Shandong Province, a major farm agricultural exporter in east
China, has published planting standards for 16 types of exported
agricultural products aimed at meeting the quality requirements of
importing countries, said a provincial agricultural official.
The standards on spinach, scallions, garlic, tomatoes, ginger
and other items were set on the basis of the import standards of
the United States, Europe, Japan and the Republic of Korea over the
past three years, said Yang Luyong, deputy director of the
international cooperation office of the Shandong Provincial
Agricultural Department.
The standards stipulate in details the selection of planting
fields and the use of fertilizers and pesticides, the official
said.
"The introduction of the standards will help reduce
quality-related hurdles that China's exported agricultural products
encounter due to previously non-standard production processes,"
Yang said.
The standards have been adopted by 82 exporting companies around
the province with a total planting area of 420,000 hectares. Nine
of these standards would be promulgated nationally among about 200
million farmers next year, according to Yang.

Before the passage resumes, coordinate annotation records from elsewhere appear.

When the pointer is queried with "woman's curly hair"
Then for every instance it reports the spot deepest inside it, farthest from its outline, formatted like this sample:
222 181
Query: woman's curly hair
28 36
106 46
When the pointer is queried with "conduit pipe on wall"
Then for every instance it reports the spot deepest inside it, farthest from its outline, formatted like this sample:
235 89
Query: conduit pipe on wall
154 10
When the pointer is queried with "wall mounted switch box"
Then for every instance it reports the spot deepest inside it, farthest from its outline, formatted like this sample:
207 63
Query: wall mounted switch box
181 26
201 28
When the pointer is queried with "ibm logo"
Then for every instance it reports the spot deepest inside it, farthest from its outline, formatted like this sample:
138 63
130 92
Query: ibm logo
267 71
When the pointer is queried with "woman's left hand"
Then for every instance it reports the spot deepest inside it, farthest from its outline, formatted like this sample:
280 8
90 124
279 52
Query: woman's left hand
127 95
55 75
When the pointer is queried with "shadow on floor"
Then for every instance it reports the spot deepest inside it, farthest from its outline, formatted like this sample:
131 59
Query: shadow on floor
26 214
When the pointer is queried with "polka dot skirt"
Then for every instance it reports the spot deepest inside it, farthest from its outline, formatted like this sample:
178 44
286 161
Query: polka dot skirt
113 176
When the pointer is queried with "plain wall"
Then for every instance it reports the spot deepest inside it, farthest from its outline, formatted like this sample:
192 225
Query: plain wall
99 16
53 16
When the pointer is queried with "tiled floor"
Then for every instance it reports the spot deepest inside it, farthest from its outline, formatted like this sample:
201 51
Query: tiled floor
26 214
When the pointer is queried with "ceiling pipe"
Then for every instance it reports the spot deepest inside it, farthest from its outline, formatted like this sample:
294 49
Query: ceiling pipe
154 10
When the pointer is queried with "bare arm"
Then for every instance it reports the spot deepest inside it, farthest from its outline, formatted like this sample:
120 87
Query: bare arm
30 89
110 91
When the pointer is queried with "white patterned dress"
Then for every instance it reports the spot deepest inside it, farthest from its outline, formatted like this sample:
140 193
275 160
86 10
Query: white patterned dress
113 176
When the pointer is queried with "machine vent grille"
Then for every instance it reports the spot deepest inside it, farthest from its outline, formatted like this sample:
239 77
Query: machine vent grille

Shandong's farm exports account for around one-fourth of the
country's total each year. In the first half of 2007, the province
exported 4.25 billion US dollars of farm produce, a year-on-year
rise of 18.2 percent.
The China Chamber of Commerce for Import and Export of
Foodstuffs, Native Produce and Animal By-Products estimates farm
exports will rise 18 to 20 percent year-on-year in 2007, to about
35 billion US dollars.
China's industries have been hit in recent years by reports
about substandard products, especially food, such as vegetables
containing pesticide residue and fish and animal feed containing
poisonous chemicals.
Following these incidents, the government began a four-month
special campaign nationwide on Aug. 23 to improve product quality
and food safety and introduced a food recall system on Aug. 31.
Li Changjiang, the General Administration of Quality
Supervision, Inspection and Quarantine director, said: "The
building of credit systems should assume an important position in
developing food industry." He added that product quality "reflects
man's morality and quality. Producers and dealers should be
responsible for the people."
Li made his comments on Thursday during a quality inspection
tour in Nanjing, capital of eastern Jiangsu Province.
At the end of last month, the State Council approved, in
principle, a draft law on food safety to address "weak points" in
food production, processing, delivery, storage and sales.